Like clockwork, we would watch for the Premier to come on TV to tell us the daily stats, and if numbers climbed, my heart raced, wondering what it meant for the wedding. Would 50 people have to be cut to 30? Would people be allowed to dance? Would we need to wear face masks? Would my mum even come? Would it be warm enough? Would this be a super spreader event on TV? Would the whole thing be cancelled on the day, leaving us thousands of dollars out of pocket?
So, when a 'snap lockdown' (Melburnians: LOL!) was called around July or August, we knew it wasn't to be.
Again, we had mailed out over 200 Save The Dates to people who needed to be notified it was over.
Again, we had to cancel the ceremony, the reception, the catering, the dressmaker, the florist, the bus, the band, the lighting, the photographer, the hotel, the decorators and staff. Again, we were devastated, but it was what it was.
It was horrible for all the suppliers too, some of whom never recovered.
Looking back now, I'm glad we didn't do it then. It was winter, no interstate or overseas friends and family would have come, my Dad had just passed, and everyone was scared of Covid. It just wasn't the time. Instead of saying 'hold on,' this time, the wedding was officially cancelled. We now had zero intention of having a wedding while Covid could still ruin the day, however long that was going to take.
Instead, we did the only thing we really could do on the day, round 2. We got ourselves dressed up, bought bougie food and drinks (which we honestly never do, we needed assistance...) and had a picnic the two of us on our front yard.

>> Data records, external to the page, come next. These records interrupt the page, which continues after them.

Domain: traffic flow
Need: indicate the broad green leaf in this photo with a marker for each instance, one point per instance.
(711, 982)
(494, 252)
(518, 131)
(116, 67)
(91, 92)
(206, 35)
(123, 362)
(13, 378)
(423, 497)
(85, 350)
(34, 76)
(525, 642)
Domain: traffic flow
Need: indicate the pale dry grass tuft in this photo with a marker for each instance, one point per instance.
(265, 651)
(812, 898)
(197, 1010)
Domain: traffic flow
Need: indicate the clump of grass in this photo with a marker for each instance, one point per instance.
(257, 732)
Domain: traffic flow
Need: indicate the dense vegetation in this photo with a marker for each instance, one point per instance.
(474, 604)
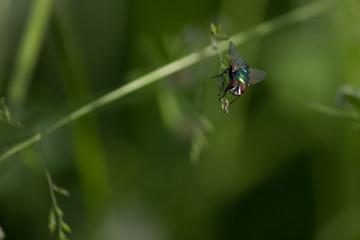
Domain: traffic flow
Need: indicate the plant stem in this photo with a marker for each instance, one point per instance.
(28, 51)
(292, 17)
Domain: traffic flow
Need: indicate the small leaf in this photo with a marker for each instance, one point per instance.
(52, 221)
(61, 190)
(65, 227)
(225, 104)
(2, 234)
(62, 236)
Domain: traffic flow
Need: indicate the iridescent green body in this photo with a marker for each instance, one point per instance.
(242, 75)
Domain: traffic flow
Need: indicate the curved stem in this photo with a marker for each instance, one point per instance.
(292, 17)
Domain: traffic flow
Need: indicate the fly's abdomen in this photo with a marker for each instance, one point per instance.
(242, 76)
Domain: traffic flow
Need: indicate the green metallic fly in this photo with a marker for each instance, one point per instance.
(240, 76)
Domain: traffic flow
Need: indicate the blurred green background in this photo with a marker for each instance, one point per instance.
(165, 162)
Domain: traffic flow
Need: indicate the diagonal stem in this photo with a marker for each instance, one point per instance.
(298, 15)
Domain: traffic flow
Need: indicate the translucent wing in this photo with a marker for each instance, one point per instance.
(256, 76)
(236, 61)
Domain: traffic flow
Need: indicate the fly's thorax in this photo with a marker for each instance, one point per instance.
(242, 75)
(236, 87)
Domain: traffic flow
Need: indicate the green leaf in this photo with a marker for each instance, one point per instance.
(65, 227)
(2, 234)
(213, 29)
(52, 221)
(354, 100)
(341, 114)
(62, 236)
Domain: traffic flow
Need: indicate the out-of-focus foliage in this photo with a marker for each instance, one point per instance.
(270, 169)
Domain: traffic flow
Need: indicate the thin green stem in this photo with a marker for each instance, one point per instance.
(292, 17)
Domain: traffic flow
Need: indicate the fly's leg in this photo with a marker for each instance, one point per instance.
(234, 100)
(225, 71)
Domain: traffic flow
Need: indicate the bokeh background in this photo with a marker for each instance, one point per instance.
(165, 162)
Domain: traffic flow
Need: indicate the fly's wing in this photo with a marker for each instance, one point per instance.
(256, 76)
(236, 61)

Our friends and family were embarrassingly generous, and sent us lots of expensive hampers and gifts.
At the time, even though life had been shit, we felt we weren't in the worst of it, and we knew that. The pandemic was killing people all over the world, businesses were closing, people couldn't pay rent or mortgages, others were isolated beyond belief. We had our place, we had our dog, and we had each other. So while we were allowed to grieve the day and feel sad, we took a breathe, had some margaritas, and toasted to the next one. It was going to be okay.
We then had a think about what we could do instead. Two weddings cancelled, two family deaths, two jobs lost, no renovations allowed, and all holidays suspended. I was now 32 years old, and I was over the idea of doing things 'in order.'
"Let's try for a baby," I said.
Thank you to Molly Sweeney who provided a lot of help and inspiration during this time.